An up-angle camera tracks across a row of fedoras on hooks on a wall (one mysteriously falls by itself), another lateral scan of bustling office workers comes to rest on a dormant typewriter—it might be a Lubitsch flourish but no, it's Yasujiro Ozu laying the groundwork for his yakuza tale with enormous élan. The Japanese underworld is a brisk racket suspended between the boxing gym and the nightclub, one is a shadowy arena with blown-up slogans in English ("The manly art of self-defense!"), the other is a smoky hall with beach décor (tuxedoed hoods scuffle behind scrims while molls lounge under parasols).
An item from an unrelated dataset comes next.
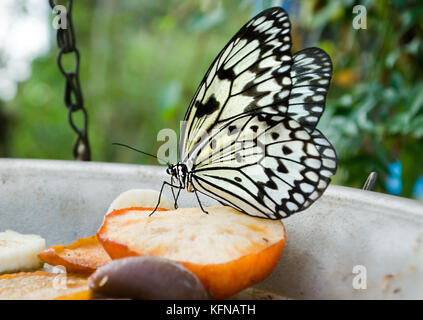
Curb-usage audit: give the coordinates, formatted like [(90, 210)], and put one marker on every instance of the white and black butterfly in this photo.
[(249, 139)]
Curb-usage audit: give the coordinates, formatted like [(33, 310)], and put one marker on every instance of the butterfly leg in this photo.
[(160, 194), (199, 202), (175, 198)]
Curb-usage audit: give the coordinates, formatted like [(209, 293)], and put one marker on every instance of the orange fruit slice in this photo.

The hoodlum (Joji Oka) is a washed-up pugilist, his flame (Kinuyo Tanaka) strolls into the locker room wearing satin gown and elbow-length gloves, the young fighter (Koji Mitsui) wants in on the gang. A solitary spot of kimono-clad traditionalism in the westernized milieu, the boy's virtuous sister (Sumiko Mizukubo) runs into the gangster at a records store (classical music is "too decent," he insists) and promptly sees through his tough-guy veneer. As the quartet moves toward the inevitable redemptive collision, the director flexes his various sides: Ozu the gagman includes a pair of skinny henchmen rhythmically skulking down the street (and then rhythmically fleeing at the sight of a policeman), Ozu the try-anything novice gets a fish-eye effect by reflecting the city off the shiny chrome of a getaway car, Ozu the contemplative imagesmith ponders close-ups of a dinner grown cold and a suitcase containing a criminal's life. Kurosawa's Drunken Angel continues the inquiry in the jitterbugging postwar swamp. With Yumeko Aizome, Yoshio Takayama, Koji Kaga, and Ryu Chishu. In black and white.